Definitely an interesting concept. I'll have to think about it some more.

Posted: Tue Feb 05, 2008 8:02 pm
by Alboin
I'm sorry for my tainted mind. The lisp-ish code you see is simply the syntax I chose for my definition as it is easy to parse. (Easier than a {} language.)

Here's a maybe 'better' definition... ;)

Think C preprocessor. Now give your macros the ability to overload with regexp's. (Like C++ functions.) Now evaluate. This is essentially the idea, as assembly is essentially substitution. (ie. the same as a #define in C, only a tad more complex.)

Another way to think about it is that you're just making a very small functional scripting language, and writing the definitions for each assembly item to be assembled.

Posted: Tue Feb 05, 2008 8:08 pm
by babernat
Ah OK, that makes more sense. Thanks for clearing that up.

Posted: Tue Feb 05, 2008 9:43 pm
by iammisc
Personally, I don't think this makes much of a difference. I once implemented a simple assembly language in gas for a virtual machine I made and it was really quite easy. It might take a few more hours but it since it is in C, I think you'll probably save hours when compiling a whole lot of files.

Posted: Tue Feb 05, 2008 10:04 pm
by Alboin
iammisc wrote:Personally, I don't think this makes much of a difference. I once implemented a simple assembly language in gas for a virtual machine I made and it was really quite easy. It might take a few more hours but it since it is in C, I think you'll probably save hours when compiling a whole lot of files.
This is, IMO, a lot clean than having massive tables. (See the NASM source. They have actual perl scripts to create C sources based off of a master table.)

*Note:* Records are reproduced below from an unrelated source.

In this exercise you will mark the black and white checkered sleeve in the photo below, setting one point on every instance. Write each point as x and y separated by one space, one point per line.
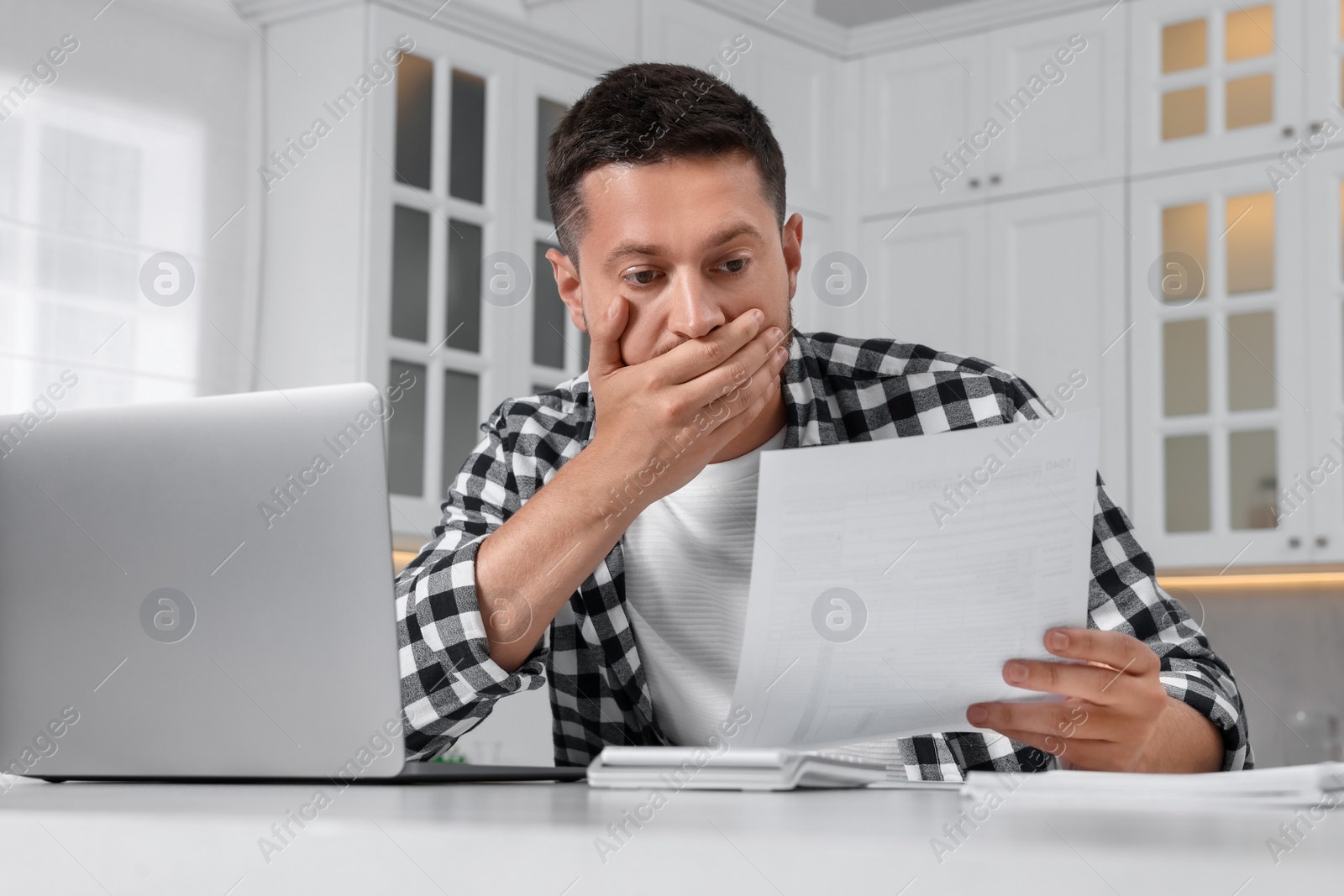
449 681
1124 595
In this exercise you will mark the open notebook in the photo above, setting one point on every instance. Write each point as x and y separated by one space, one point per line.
698 768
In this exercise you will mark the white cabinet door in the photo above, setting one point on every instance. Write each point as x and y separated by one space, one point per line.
1058 89
1057 305
1320 485
1326 69
1214 81
1220 387
927 281
795 87
924 107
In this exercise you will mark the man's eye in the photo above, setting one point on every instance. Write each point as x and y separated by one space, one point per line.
642 277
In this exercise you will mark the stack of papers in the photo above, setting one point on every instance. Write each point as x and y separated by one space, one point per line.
698 768
1288 786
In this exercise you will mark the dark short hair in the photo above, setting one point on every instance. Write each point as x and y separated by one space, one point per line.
649 112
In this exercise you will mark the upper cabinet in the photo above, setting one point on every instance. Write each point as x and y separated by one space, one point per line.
1215 81
1058 89
1222 399
922 109
1326 70
793 86
1027 107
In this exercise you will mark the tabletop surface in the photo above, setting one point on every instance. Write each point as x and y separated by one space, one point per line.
568 839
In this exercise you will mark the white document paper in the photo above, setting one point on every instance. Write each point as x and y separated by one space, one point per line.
893 579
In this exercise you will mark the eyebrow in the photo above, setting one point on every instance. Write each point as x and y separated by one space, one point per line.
718 238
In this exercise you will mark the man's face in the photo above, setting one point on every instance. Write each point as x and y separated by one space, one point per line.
690 244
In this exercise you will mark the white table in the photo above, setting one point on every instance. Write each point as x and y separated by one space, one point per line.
538 839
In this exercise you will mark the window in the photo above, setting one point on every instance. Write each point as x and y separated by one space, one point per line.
89 197
438 233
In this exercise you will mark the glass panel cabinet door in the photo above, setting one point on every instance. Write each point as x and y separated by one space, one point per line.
438 186
558 348
1214 81
1222 399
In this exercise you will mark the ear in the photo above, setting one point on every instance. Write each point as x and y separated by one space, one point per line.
569 286
792 241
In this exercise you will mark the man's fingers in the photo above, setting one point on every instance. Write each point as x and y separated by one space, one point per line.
1063 720
696 356
1116 649
605 338
1095 683
761 356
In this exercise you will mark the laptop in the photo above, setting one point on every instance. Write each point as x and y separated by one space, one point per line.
202 590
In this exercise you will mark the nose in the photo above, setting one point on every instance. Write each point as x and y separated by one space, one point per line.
692 309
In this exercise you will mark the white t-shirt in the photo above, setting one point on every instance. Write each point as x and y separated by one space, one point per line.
687 570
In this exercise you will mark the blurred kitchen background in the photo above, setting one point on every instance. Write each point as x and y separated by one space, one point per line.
203 196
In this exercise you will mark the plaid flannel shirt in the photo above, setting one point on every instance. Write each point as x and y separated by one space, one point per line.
837 390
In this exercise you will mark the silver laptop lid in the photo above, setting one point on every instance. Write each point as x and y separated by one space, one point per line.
199 589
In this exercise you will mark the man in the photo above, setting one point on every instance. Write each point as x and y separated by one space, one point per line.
615 512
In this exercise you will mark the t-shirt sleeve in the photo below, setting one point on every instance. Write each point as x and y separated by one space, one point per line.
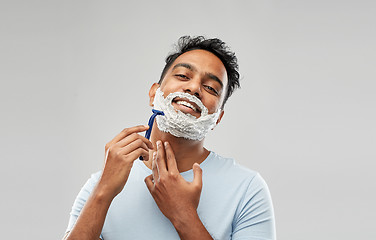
81 199
254 218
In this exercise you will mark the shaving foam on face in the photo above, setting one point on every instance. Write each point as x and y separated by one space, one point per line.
181 124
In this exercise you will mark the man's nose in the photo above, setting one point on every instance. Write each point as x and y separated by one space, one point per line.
193 87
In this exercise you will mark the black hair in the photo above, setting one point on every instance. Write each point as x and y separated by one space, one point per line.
213 45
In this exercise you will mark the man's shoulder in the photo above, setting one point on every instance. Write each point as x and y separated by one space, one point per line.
228 167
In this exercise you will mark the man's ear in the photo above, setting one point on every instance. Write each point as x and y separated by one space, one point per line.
152 91
220 117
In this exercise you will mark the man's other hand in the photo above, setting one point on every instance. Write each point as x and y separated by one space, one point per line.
176 198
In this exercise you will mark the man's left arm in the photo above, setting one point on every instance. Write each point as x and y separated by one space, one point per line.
176 198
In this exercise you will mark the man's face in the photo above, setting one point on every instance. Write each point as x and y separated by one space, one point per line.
200 73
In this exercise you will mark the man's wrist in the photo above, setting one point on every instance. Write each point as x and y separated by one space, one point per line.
180 222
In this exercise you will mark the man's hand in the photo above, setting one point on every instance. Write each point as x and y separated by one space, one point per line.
121 152
176 198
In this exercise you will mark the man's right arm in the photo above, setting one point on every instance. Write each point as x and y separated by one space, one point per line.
121 152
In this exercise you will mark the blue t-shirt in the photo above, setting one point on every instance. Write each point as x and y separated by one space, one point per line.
235 203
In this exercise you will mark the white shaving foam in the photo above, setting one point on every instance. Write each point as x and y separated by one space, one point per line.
182 124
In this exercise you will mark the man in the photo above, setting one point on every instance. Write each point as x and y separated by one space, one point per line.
181 189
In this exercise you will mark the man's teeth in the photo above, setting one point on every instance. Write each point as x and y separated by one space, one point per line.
187 104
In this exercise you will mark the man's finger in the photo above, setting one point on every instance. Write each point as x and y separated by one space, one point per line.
138 143
161 158
154 167
132 137
149 182
126 132
197 175
170 158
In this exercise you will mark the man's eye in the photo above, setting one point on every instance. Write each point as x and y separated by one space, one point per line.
212 89
182 76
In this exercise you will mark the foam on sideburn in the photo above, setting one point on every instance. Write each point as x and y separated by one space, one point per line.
182 124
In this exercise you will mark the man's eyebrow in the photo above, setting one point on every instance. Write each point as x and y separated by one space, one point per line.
186 65
192 68
215 78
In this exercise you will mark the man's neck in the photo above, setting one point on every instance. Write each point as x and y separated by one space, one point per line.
187 152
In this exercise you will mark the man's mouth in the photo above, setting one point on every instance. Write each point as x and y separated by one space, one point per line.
186 103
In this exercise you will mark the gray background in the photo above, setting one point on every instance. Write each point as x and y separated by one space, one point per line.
75 73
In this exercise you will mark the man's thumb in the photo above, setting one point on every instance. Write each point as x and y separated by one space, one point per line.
197 174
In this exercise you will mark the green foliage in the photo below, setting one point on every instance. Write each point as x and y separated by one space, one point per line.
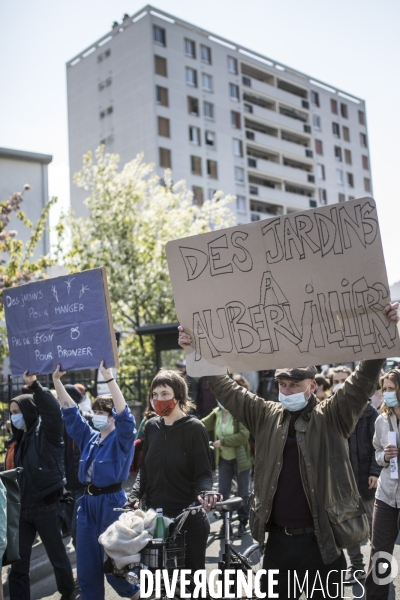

Moreover, it should be a lot more extensible as one could simply compile their language's definitions (To bytecode, as said above.), and use them without having to download and compile another assembler.

Also, if taken to Combuster's extent, optimizations could be taken for assembly languages not even known to the assembler.

A rock is a great tool, but a diamond toothed saw is much nicer. ;)

Posted: Wed Feb 06, 2008 12:37 am
by binutils
http://lambda-the-ultimate.org/node/2146

maybe some kind of ml-family pl(PS: coq written in ocaml), using lc to output assembly.